China’s Economic Growth: Implications for the Defense Budget

China's Economic Growth
Implications for the Defense Budget

by Dwight H. Perkins
September 15, 2005

This chapter examines whether China will be able to sustain high rates of economic growth over the coming decades and draws implications for the Chinese defense budget.


  • Numerous weaknesses in the Chinese economy include a banking system with non-performing loans, serious environmental challenges, and the need to accommodate 300–500 million rural-to-urban migrants over the next two decades.
  • Barring war in the Taiwan Strait, however, high rates of economic growth are likely to continue in China for at least the next decade.
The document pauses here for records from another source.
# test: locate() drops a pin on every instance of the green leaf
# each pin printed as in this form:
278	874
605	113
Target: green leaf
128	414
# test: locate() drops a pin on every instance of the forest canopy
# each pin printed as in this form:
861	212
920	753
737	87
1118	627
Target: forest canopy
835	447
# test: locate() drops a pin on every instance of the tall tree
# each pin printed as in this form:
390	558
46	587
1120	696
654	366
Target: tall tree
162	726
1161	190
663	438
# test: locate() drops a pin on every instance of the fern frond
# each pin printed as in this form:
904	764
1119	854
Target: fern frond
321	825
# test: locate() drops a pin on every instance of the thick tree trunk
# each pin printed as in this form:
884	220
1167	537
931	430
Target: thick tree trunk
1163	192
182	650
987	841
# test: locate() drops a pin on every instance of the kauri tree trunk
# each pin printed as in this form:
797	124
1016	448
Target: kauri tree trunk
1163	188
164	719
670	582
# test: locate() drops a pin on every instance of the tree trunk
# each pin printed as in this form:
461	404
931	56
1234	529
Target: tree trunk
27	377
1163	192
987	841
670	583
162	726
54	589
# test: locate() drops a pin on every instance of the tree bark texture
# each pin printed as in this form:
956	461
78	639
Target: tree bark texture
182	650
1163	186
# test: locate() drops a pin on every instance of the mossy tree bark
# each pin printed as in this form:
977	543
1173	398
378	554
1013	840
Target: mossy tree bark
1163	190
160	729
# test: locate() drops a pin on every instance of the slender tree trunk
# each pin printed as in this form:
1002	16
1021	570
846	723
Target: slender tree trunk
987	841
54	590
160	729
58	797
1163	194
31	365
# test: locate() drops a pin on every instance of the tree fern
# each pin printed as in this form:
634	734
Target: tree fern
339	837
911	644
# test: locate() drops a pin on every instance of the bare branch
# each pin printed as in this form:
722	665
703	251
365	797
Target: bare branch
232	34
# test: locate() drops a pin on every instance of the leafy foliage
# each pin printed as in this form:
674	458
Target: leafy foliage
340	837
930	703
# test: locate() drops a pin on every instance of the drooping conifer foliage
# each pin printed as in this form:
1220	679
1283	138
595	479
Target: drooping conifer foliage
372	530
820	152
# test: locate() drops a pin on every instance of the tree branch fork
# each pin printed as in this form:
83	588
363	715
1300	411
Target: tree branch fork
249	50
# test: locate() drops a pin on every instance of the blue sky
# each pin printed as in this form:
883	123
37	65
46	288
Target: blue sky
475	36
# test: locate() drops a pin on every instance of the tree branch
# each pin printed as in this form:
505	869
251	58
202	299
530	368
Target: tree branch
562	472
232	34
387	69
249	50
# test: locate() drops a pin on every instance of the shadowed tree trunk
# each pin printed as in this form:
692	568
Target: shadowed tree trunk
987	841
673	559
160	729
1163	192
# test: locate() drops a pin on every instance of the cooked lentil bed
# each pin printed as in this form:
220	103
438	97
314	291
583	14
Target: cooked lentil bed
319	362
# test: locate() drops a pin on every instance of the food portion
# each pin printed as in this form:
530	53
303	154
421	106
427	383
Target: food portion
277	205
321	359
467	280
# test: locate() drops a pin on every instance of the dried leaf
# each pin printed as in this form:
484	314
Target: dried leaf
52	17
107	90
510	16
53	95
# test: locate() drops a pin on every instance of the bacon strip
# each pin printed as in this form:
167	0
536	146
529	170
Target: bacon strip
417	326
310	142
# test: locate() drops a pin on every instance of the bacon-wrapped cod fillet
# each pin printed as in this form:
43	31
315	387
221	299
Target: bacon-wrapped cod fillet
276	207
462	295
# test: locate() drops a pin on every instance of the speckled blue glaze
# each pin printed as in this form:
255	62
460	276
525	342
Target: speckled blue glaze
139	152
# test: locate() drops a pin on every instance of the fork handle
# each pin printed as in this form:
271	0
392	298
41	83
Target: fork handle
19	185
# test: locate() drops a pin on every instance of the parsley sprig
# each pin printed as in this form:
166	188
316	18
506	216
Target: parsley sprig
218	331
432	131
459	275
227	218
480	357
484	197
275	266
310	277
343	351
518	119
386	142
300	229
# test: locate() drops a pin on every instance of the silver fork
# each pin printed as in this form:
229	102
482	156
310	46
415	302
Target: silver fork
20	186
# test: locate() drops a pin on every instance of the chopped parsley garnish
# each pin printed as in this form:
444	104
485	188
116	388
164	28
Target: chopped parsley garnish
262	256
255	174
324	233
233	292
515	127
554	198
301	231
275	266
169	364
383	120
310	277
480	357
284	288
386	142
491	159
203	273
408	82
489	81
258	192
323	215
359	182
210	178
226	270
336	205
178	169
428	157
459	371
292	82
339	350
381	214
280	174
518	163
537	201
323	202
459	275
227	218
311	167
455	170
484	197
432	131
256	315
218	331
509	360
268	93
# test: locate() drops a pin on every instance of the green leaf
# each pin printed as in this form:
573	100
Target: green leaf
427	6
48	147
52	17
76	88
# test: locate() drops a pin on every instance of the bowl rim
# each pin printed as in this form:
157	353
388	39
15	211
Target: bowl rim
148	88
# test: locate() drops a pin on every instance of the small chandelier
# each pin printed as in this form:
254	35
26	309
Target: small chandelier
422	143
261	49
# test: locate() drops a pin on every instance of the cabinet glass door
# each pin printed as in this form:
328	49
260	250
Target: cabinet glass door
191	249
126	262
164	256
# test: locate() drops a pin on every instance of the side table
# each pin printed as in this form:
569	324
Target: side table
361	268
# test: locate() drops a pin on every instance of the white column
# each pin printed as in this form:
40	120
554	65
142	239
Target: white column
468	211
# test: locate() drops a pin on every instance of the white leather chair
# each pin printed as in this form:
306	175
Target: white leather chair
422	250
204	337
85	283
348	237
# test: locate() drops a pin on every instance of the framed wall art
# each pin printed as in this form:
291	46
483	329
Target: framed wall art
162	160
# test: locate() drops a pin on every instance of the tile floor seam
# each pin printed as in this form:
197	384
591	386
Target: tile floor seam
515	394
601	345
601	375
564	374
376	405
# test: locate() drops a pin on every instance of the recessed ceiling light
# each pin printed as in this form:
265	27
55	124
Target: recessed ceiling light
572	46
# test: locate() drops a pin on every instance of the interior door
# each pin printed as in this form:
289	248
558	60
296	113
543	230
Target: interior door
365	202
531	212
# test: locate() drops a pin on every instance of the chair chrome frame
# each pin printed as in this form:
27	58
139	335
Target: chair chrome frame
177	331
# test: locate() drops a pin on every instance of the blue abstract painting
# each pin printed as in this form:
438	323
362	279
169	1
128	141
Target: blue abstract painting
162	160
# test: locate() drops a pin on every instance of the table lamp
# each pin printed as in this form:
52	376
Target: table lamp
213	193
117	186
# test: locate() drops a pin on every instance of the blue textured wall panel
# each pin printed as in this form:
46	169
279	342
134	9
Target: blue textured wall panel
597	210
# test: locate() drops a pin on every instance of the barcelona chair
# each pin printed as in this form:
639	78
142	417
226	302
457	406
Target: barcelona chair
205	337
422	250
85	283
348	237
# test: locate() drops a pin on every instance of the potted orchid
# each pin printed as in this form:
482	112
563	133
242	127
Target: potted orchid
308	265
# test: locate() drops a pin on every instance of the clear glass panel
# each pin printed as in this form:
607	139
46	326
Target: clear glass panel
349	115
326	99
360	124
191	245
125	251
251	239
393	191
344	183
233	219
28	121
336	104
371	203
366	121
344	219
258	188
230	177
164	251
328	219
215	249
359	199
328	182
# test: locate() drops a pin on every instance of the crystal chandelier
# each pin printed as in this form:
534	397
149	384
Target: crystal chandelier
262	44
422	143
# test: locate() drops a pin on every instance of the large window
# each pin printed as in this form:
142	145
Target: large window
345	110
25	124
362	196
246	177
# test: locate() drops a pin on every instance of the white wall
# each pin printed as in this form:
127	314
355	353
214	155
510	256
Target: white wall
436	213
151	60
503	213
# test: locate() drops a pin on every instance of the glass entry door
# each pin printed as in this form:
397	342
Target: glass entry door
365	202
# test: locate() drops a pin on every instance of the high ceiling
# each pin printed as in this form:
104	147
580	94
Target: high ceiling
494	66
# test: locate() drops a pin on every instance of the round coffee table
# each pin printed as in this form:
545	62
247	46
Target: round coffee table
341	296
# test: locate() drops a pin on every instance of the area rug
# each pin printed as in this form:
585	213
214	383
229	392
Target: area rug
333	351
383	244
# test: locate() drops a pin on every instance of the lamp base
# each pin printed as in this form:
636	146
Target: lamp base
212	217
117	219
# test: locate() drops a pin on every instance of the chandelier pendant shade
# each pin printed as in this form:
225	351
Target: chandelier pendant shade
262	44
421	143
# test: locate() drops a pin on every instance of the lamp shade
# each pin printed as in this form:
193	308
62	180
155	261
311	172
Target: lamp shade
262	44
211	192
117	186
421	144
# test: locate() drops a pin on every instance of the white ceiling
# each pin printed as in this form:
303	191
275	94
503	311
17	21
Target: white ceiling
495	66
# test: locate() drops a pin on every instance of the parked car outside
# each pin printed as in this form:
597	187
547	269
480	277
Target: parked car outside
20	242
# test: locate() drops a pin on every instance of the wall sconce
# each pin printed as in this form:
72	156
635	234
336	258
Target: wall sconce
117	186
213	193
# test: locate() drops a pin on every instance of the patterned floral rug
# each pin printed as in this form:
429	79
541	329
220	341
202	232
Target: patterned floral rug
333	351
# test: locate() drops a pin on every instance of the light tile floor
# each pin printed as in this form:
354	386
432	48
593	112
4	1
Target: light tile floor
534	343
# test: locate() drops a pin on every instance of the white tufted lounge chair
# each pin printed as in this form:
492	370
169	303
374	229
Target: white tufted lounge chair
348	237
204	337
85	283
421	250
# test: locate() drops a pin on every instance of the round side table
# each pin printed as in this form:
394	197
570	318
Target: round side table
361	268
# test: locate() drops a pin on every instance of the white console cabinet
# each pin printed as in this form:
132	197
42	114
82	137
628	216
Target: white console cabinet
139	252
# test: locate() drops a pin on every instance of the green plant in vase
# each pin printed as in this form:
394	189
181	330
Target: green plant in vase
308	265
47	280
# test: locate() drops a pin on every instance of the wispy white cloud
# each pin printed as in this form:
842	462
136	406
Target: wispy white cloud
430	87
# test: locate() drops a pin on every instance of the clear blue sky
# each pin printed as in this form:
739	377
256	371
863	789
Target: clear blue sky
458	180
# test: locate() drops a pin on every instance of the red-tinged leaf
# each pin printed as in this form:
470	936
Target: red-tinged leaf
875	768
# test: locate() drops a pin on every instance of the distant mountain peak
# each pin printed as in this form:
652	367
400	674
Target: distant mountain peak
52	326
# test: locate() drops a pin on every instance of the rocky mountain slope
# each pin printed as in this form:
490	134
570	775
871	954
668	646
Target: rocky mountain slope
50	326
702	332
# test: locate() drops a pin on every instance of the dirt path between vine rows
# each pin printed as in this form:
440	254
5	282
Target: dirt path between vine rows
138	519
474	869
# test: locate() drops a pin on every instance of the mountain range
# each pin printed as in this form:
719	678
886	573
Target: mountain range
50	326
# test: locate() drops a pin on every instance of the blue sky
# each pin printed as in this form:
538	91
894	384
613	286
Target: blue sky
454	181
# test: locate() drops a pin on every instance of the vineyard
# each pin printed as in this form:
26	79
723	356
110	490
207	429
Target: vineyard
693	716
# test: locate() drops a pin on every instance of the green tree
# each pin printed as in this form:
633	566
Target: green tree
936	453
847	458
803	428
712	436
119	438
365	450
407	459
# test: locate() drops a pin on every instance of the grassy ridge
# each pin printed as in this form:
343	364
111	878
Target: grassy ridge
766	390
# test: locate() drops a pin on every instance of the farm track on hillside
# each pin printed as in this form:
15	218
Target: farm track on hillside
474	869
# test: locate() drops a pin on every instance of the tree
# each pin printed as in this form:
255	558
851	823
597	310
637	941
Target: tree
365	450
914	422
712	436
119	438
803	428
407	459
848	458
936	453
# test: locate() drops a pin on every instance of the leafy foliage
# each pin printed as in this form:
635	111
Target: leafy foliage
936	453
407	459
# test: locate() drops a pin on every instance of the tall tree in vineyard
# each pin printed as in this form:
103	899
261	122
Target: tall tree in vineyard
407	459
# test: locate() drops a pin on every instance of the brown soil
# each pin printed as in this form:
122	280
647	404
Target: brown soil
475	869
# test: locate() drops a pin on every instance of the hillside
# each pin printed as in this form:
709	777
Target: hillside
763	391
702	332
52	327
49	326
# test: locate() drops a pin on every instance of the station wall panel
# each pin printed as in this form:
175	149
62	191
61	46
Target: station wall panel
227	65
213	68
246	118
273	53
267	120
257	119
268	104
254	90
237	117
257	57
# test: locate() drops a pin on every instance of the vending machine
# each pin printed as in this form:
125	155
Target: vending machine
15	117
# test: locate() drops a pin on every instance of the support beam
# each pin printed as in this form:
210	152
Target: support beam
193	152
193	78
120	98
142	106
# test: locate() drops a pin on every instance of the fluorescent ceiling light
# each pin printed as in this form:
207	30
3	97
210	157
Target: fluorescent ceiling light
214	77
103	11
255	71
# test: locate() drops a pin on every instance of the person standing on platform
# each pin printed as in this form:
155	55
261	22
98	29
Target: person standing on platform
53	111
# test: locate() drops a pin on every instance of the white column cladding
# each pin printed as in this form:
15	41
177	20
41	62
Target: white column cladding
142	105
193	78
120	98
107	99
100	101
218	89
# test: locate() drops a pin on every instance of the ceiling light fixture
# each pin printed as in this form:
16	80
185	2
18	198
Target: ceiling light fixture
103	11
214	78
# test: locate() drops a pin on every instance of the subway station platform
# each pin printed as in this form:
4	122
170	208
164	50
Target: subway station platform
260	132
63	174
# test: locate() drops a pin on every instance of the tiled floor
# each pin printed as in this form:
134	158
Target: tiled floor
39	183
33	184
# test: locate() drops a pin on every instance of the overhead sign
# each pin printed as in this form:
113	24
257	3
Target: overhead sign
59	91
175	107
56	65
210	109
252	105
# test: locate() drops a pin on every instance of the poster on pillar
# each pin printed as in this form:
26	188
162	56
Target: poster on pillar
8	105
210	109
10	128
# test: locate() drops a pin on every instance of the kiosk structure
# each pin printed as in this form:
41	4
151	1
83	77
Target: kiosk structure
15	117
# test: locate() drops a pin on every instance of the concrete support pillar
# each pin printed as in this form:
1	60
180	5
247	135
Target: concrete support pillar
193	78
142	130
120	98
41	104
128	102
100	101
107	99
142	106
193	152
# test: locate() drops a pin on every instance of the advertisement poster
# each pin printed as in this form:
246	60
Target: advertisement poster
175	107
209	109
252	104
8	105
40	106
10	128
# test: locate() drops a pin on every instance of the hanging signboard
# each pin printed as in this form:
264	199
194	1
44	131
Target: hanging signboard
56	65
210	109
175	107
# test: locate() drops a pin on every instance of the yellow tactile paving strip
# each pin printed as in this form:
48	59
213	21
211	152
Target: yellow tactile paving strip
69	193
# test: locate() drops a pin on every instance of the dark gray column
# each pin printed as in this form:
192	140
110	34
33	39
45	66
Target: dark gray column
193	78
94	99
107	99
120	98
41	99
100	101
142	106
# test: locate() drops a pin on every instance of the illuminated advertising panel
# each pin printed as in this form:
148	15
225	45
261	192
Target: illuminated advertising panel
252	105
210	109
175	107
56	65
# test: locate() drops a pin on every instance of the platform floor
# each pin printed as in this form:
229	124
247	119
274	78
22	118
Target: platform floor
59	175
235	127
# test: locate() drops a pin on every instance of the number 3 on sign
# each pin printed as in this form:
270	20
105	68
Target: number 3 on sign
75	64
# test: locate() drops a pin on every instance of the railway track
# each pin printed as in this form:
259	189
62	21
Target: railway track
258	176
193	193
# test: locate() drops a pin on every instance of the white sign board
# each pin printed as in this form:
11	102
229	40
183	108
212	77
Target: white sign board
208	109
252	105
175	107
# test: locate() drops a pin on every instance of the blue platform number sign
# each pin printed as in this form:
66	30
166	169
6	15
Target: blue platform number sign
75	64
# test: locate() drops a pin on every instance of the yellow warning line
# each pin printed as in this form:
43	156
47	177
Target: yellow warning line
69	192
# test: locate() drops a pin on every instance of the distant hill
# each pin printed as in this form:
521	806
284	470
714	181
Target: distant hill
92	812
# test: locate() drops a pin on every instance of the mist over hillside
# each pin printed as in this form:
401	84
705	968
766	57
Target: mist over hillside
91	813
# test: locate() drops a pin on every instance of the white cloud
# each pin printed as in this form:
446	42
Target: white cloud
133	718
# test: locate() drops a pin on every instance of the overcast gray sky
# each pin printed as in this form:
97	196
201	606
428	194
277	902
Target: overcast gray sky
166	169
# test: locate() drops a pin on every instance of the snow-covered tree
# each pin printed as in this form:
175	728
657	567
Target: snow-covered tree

Both China’s high rate of investment and the rapid expansion in the education level of its workforce are likely to continue. The large pool of underemployed rural labor can also be shifted to higher productivity urban jobs.
  • During the first half of the reform period, military expenditures did not seem to increase at all in real terms. Since 1996, however, defense expenditures have been rising more rapidly than the growth rate of GDP.
  • Sustained high rates of growth help China to remain politically stable, which is in the best interests of the U.S.
  • By contrast, protectionist trade measures directed at China will make little real difference to unemployment levels in the U.S. or the size of the U.S. current account deficit, but could hurt Chinese growth and certainly increase tension between the two nations.
  • China’s defense expenditure will continue to rise. The U.S. is not in a position to stop this growth, but there is likewise little reason for the U.S. (or the European Union) to try to facilitate this growth, either through direct sales of advanced weaponry or by cooperation in research that has clear military applications.